Malgré des revers dans les grandes villes, le Rassemblement National (RN) annonce une "immense victoire" lors des municipales et appelle à des alliances indispensables avec la droite pour le second tour. Les résultats partiels démontrent une nette avancée de la formation politique, qui a réussi à préserver ses bastions tout en s'implantant dans de nouvelles communes.
Parmi les succès notables, Louis Aliot à Perpignan, David Rachline à Fréjus et Steeve Briois à Hénin-Beaumont ont été réélus dès le premier tour.

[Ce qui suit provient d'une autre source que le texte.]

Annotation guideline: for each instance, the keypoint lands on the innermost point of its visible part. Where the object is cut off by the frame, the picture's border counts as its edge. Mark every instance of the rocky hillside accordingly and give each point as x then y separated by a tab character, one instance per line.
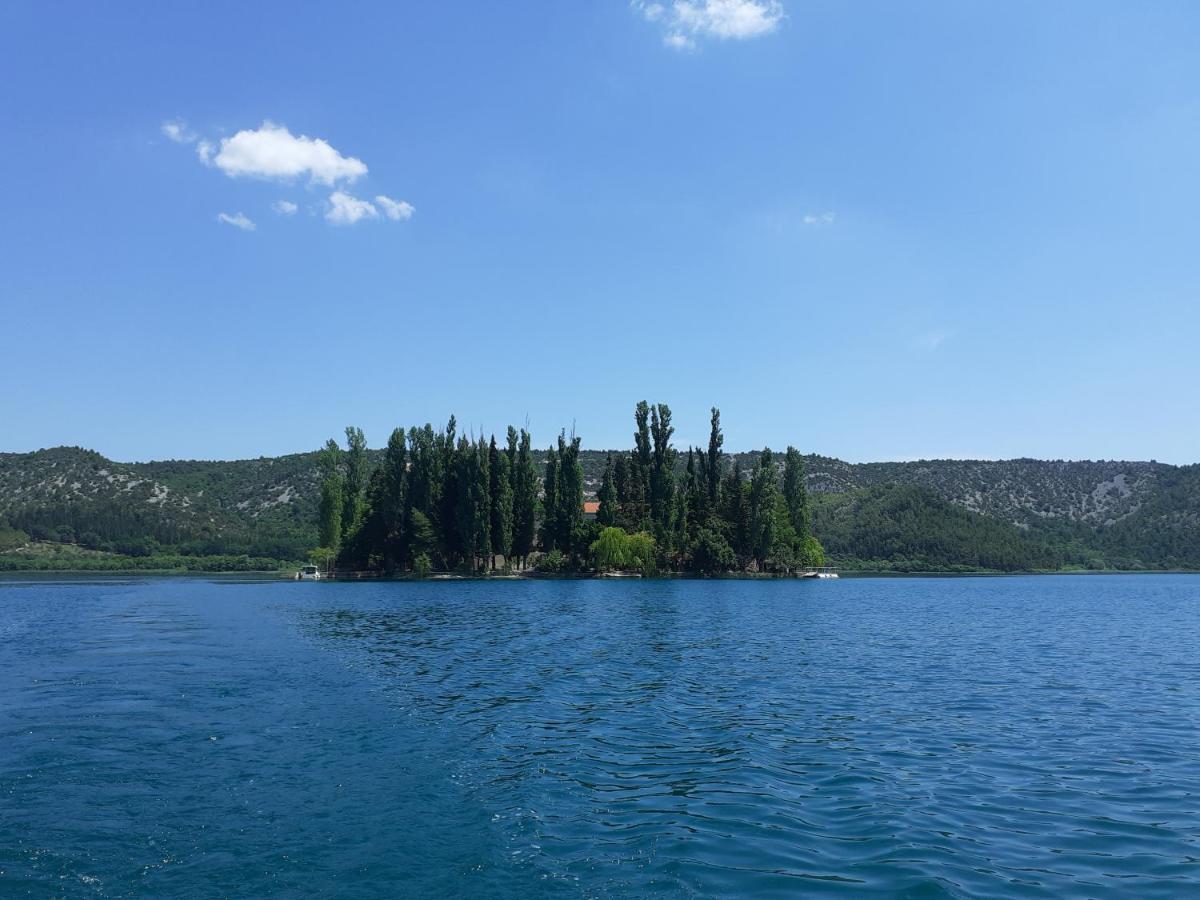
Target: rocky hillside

Le point d'orgue a été la victoire écrasante de Ludovic Pajot, qui a obtenu plus de 80 % des voix à Bruay-la-Buissière, comme l'a rapporté Le Monde.
Jordan Bardella, président du RN, a exprimé sa fierté : « Leur réélection témoigne d'une gestion sérieuse et d'un engagement constant ». Marine Le Pen s'est, quant à elle, réjouie de ces victoires qui dépassent le cadre des communes traditionnellement acquises au RN, mentionnant notamment des succès à Cagnes-sur-Mer, Vauvert et Nomexy.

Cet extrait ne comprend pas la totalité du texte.